Since then, the FDA has banned candy and fruit flavorings in cigarettes, in an effort to make them less attractive to children and teens. A federal law also sharply increased taxes on cigarettes and small cigars but not on larger premium cigars.

2010
The Family Smoking Prevention and Tobacco Control Act prohibited tobacco companies from sponsoring sports, music, and other cultural events. The companies are also banned from displaying their logos or products on T-shirts, hats, or other items of apparel.

 



2012
In July, a federal law banned in-store rolling machines that allowed customers to buy the less-taxed pipe tobacco and use it to roll their own smokes. This left some shop owners with $35,000 rolling machines they could no longer use.

North Dakota became the 28th smoke-free state after approving a law by ballot initiative.

2013 and beyond
The 28 states that have passed statewide bans on smoking in all enclosed public places, including all restaurants and bars, are: Arizona, California, Colorado, Connecticut, Delaware, Hawaii, Illinois, Iowa, Kansas, Maine, Maryland, Massachusetts, Michigan, Minnesota, Montana, Nebraska, North Dakota, New Jersey, New Mexico, New York, Ohio, Oregon, Rhode Island, South Dakota, Utah, Vermont, Washington, and Wisconsin.

To complicate things further for the smoker, some of these states have exemptions for certain businesses.

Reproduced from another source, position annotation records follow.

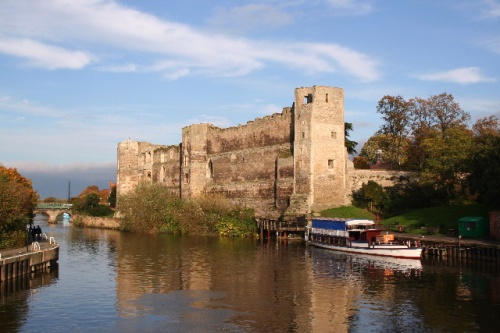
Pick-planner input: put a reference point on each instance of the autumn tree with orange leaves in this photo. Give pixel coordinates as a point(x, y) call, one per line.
point(17, 202)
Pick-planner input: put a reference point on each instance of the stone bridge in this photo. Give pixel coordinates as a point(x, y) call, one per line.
point(52, 210)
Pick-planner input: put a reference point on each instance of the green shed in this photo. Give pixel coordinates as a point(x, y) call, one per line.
point(473, 226)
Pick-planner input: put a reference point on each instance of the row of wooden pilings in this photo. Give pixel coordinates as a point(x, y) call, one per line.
point(452, 248)
point(28, 262)
point(282, 229)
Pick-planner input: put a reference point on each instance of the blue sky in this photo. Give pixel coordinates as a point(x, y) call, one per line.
point(79, 76)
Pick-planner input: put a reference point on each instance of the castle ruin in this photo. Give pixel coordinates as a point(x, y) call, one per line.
point(289, 164)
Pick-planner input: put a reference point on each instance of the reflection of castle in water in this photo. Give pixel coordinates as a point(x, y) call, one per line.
point(311, 292)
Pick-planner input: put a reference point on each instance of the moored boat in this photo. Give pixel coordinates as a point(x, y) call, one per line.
point(358, 236)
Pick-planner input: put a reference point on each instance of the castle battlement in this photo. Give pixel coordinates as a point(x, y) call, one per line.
point(292, 162)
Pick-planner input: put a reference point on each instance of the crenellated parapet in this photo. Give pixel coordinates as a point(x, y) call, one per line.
point(289, 163)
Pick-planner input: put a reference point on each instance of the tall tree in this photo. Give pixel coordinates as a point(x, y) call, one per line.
point(447, 161)
point(17, 200)
point(485, 167)
point(350, 145)
point(396, 126)
point(446, 113)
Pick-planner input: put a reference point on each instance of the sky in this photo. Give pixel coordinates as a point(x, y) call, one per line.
point(79, 76)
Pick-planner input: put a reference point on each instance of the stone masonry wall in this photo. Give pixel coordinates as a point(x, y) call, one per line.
point(289, 163)
point(241, 163)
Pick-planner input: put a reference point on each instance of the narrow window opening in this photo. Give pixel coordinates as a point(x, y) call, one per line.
point(308, 99)
point(211, 169)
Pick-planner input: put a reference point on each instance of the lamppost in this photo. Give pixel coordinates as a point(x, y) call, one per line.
point(29, 227)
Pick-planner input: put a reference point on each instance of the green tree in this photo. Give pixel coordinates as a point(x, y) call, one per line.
point(396, 127)
point(361, 162)
point(371, 196)
point(112, 197)
point(371, 148)
point(485, 167)
point(448, 161)
point(17, 202)
point(350, 145)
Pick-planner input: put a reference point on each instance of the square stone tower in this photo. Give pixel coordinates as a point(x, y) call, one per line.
point(319, 150)
point(194, 160)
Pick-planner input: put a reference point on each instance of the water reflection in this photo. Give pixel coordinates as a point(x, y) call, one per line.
point(118, 282)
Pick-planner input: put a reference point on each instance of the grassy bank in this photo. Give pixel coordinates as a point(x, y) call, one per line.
point(431, 220)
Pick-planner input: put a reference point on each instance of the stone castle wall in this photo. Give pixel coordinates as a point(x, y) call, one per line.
point(289, 163)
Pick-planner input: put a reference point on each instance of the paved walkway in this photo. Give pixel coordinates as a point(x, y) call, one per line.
point(6, 253)
point(450, 240)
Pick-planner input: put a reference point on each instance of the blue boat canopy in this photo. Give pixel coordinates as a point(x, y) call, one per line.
point(337, 223)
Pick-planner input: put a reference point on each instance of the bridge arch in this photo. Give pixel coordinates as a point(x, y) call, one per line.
point(52, 210)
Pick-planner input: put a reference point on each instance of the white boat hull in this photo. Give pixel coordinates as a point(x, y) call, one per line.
point(393, 251)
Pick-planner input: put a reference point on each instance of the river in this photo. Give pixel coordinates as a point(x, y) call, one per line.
point(109, 281)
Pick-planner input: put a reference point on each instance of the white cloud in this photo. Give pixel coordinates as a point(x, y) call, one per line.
point(43, 55)
point(146, 41)
point(353, 7)
point(249, 17)
point(490, 9)
point(493, 45)
point(465, 75)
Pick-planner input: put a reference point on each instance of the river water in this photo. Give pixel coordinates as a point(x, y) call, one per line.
point(109, 281)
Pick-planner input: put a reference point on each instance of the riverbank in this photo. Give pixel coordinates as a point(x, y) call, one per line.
point(457, 248)
point(33, 258)
point(112, 223)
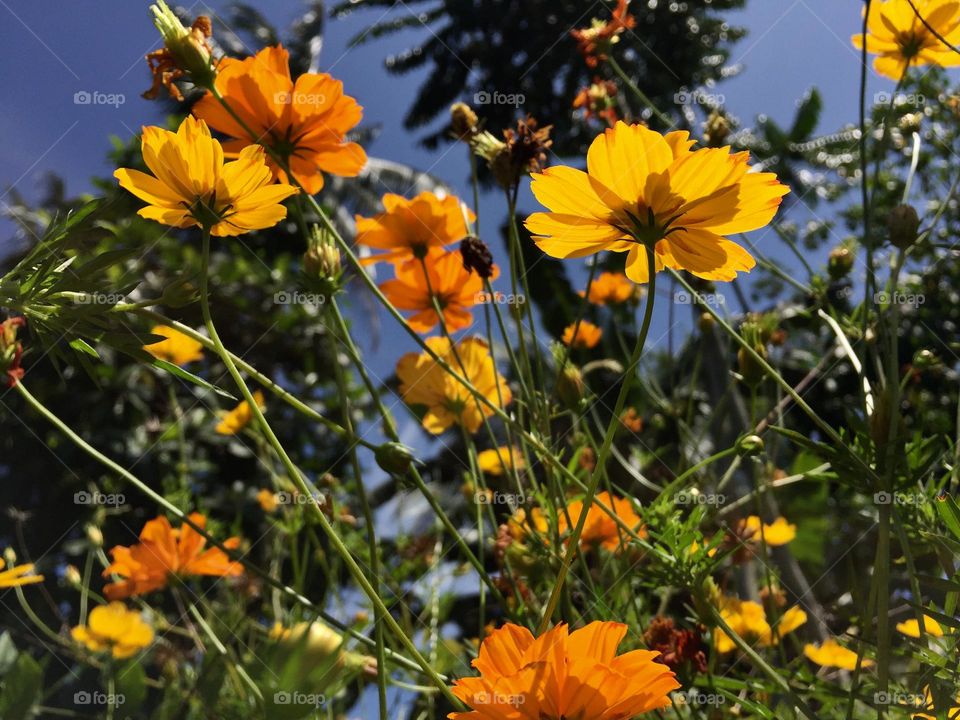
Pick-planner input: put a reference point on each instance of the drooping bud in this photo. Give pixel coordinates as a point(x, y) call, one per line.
point(903, 226)
point(477, 256)
point(186, 53)
point(463, 121)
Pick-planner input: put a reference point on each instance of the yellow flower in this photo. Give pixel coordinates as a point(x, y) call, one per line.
point(749, 620)
point(424, 382)
point(268, 500)
point(178, 348)
point(497, 460)
point(588, 335)
point(611, 289)
point(832, 654)
point(191, 185)
point(17, 575)
point(237, 419)
point(900, 39)
point(643, 189)
point(780, 532)
point(563, 675)
point(911, 628)
point(112, 627)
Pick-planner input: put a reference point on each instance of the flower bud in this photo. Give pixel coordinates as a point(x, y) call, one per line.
point(394, 458)
point(903, 226)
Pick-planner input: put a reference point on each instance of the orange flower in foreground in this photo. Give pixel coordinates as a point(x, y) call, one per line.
point(192, 186)
point(611, 289)
point(164, 551)
point(305, 122)
point(563, 675)
point(588, 335)
point(423, 381)
point(407, 229)
point(600, 529)
point(455, 288)
point(646, 190)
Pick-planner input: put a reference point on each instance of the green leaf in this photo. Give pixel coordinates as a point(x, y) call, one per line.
point(21, 688)
point(190, 377)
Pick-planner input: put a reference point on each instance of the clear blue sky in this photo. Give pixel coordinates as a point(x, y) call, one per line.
point(52, 53)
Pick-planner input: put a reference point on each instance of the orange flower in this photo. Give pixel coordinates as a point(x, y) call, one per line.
point(407, 229)
point(647, 190)
point(594, 42)
point(563, 675)
point(611, 289)
point(588, 335)
point(599, 528)
point(304, 122)
point(164, 551)
point(423, 381)
point(455, 288)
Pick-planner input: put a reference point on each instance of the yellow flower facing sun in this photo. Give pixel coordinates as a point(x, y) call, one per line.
point(115, 629)
point(424, 382)
point(587, 335)
point(496, 461)
point(832, 654)
point(192, 186)
point(749, 620)
point(646, 190)
point(178, 348)
point(900, 39)
point(237, 419)
point(563, 675)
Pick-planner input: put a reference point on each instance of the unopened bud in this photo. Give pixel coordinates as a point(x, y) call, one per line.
point(903, 226)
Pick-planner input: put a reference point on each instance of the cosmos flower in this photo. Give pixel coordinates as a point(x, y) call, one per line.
point(408, 229)
point(563, 675)
point(192, 186)
point(305, 121)
point(17, 575)
point(900, 39)
point(830, 653)
point(587, 335)
point(495, 461)
point(163, 552)
point(178, 348)
point(610, 289)
point(643, 189)
point(455, 288)
point(115, 629)
point(749, 620)
point(424, 382)
point(233, 421)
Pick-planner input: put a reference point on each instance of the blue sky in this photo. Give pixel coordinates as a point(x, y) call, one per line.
point(791, 46)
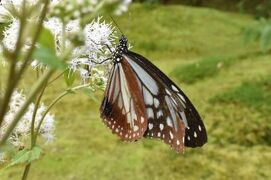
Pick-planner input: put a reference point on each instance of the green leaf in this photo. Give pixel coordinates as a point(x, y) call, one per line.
point(87, 91)
point(48, 57)
point(265, 40)
point(47, 40)
point(26, 156)
point(69, 78)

Tobacconists are exempt from anti-smoking regulations in all the states above except Delaware, Montana, North Dakota, Utah, Vermont, and Washington. Some states also have exemptions for cigar bars, casinos, private clubs and small workplaces. Some allow hotels and motels to have a certain percentage of smoking rooms.

So far, premium cigars have been spared the stricter regulations the FDA has placed on cigarettes since 2009, but that could be changing soon. As of April 2013, there were reports that the agency was considering steps such as banning walk-in humidors and seasonal cigar blends, restricting store advertising and placing graphic warning labels on the cigar boxes.

 



While it’s possible that none of these will come to pass, it’s likely that the FDA will extend its ban on candy flavoring to cigars. New York City and Providence, R.I. have already banned the sale of all flavored tobacco products, plus legislation has been introduced in both NYC and NY state that would raise the age for purchasing all tobacco products to 21.

It’s impossible to look into the future and predict what will happen with tobacco regulation over the next few years, but given what’s happened in the past, cigar lovers every right to be worried.
 






Comments 

 
0 # RE: Cigar Rights and Tobacco Legislation: A Timeline of Anti-Smoking RegulationJames Holland 2013-06-29 20:28
I believe that the FDA has plans to regulate cigars just as they have cigarettes. It is up to us to fight this. If we do nothing, we will inherit continued regulation of cigars and, eventually there demise. I joined Cigar Rights of America. Sorry I didn't join years ago, they are getting results in combating cigar regulation.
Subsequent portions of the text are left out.